As indisposições foram acentuadas na semana passada, diante da intenção de Bolsonaro substituir o superintendente da PF no Rio e outros três chefes da Receita no Estado. A possibilidade levou o diretor-geral da polícia a cogitar um pedido de demissão e ainda pode fazer com que auditores fiscais promovam uma renúncia coletiva em resposta ao governo.

No caso da Receita Federal, autoridades de outros poderes como o presidente da Câmara, Rodrigo Maia, e o ministro do Supremo Tribunal Federal Alexandre de Moraes, também já apresentaram críticas à atuação do órgão, o que vem aumentando a pressão sobre mudanças no Fisco. Abaixo, os principais fatores que têm colocado em xeque a atuação da Receita, PF e Coaf:

Receita Federal

Decisão de Alexandre de Moraes

Em 1º de agosto, o ministro do STF Alexandre de Moraes determinou a suspensão de um procedimento de investigação da Receita relativo a 133 contribuintes, entre eles ministros da própria Corte e outras autoridades. O magistrado afirmou que há “graves indícios de ilegalidade” relativos à apuração, comprometida, segundo ele, por desvios de finalidade e falta de critérios objetivos para a escolha dos alvos. Moraes também determinou o afastamento de dois servidores que participaram do procedimento.

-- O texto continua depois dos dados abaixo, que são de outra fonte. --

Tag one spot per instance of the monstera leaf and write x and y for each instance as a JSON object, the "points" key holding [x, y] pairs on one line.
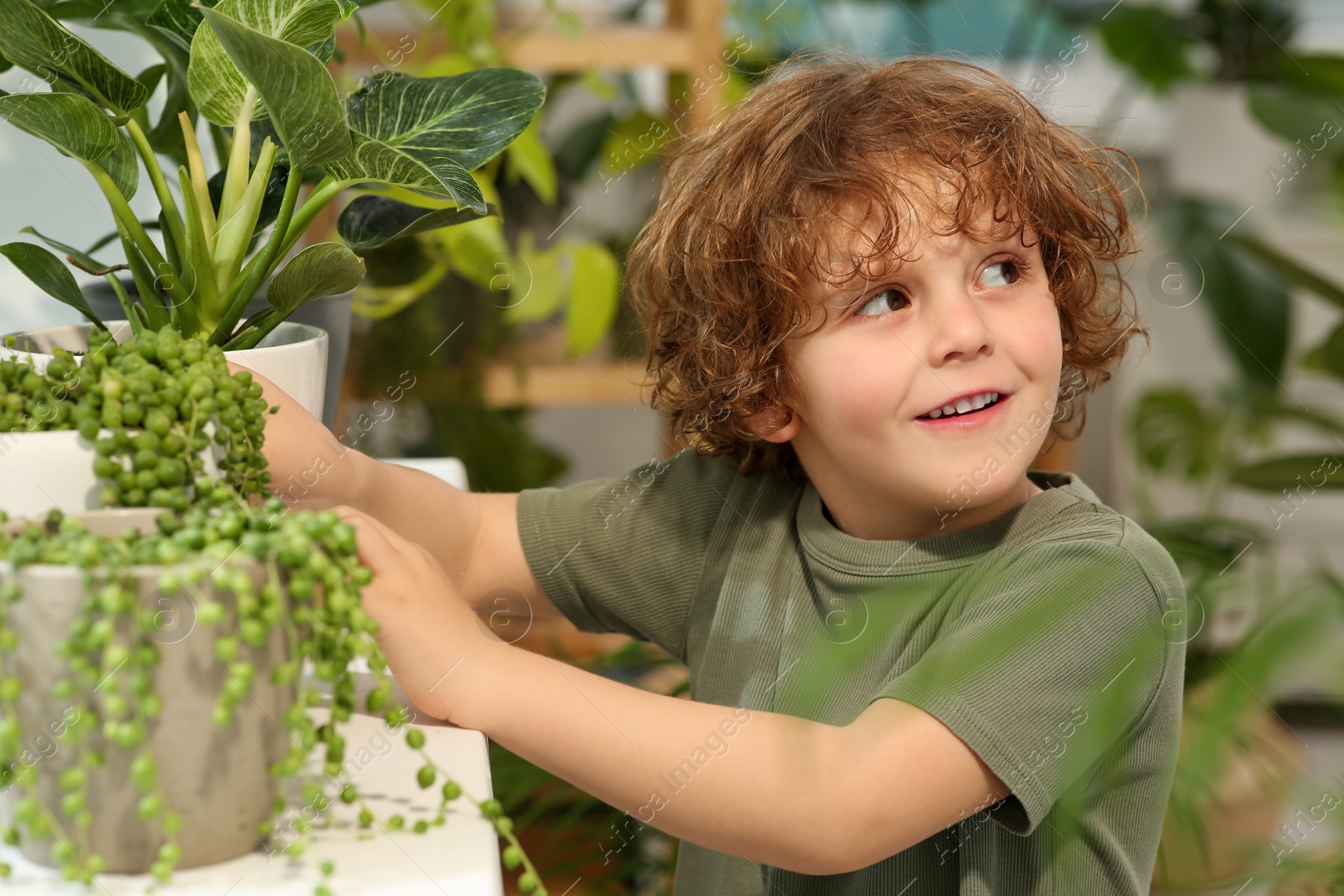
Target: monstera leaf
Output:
{"points": [[427, 134], [296, 87], [33, 39], [370, 222], [71, 123], [215, 76]]}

Críticas de Maia e Bolsonaro

Em entrevista em 12 de agosto, o presidente da Câmara dos Deputados disse que “há algum excesso nos atos da Receita” e que é preciso cuidado para que ela não seja utilizada indevidamente. O parlamentar deixou claro, no entanto, que não se referia ao caso suspenso pelo STF.

Na mesma semana, Bolsonaro afirmou, em entrevista coletiva, que o órgão fez uma “devassa” na vida financeira de sua família residente na região do Vale do Ribeira, no interior de São Paulo.

Novo comando

As críticas públicas de autoridades, em especial as de Bolsonaro, aumentaram a expectativa entre integrantes da equipe econômica do governo de que Marcos Cintra, secretário especial da Receita, deixe o cargo.

Polícia Federal

Substituição no Rio de Janeiro

Em entrevista coletiva concedida em 15 de agosto, Bolsonaro anunciou que iria substituir o superintendente da PF no Rio de Janeiro, Ricardo Saadi, por problemas de “gestão e produtividade”. O presidente não entrou em detalhes sobre o motivo da troca e nem sobre quando ela seria concretizada.

“Quase demissão” do diretor-geral

A pressão do presidente para a troca de comando no Rio quase resultou no pedido de demissão do diretor-geral da PF, Maurício Valeixo. Esse foi o motivo para que Bolsonaro amenizasse o tom das declarações. Segundo um delegado que acompanha o caso de perto, Bolsonaro pressionou a direção da PF a substituir imediatamente Saadi porque estava descontente com uma investigação no órgão.

Coaf

Investigações paralisadas

Em 17 de julho, o presidente do STF, ministro Dias Toffoli, determinou a suspensão de todos os processos judiciais em que dados bancários de investigados tenham sido compartilhados por órgãos de controle, como o Coaf, sem autorização prévia do Judiciário. A decisão foi dada em resposta a um pedido do senador Flávio Bolsonaro (PSL-RJ).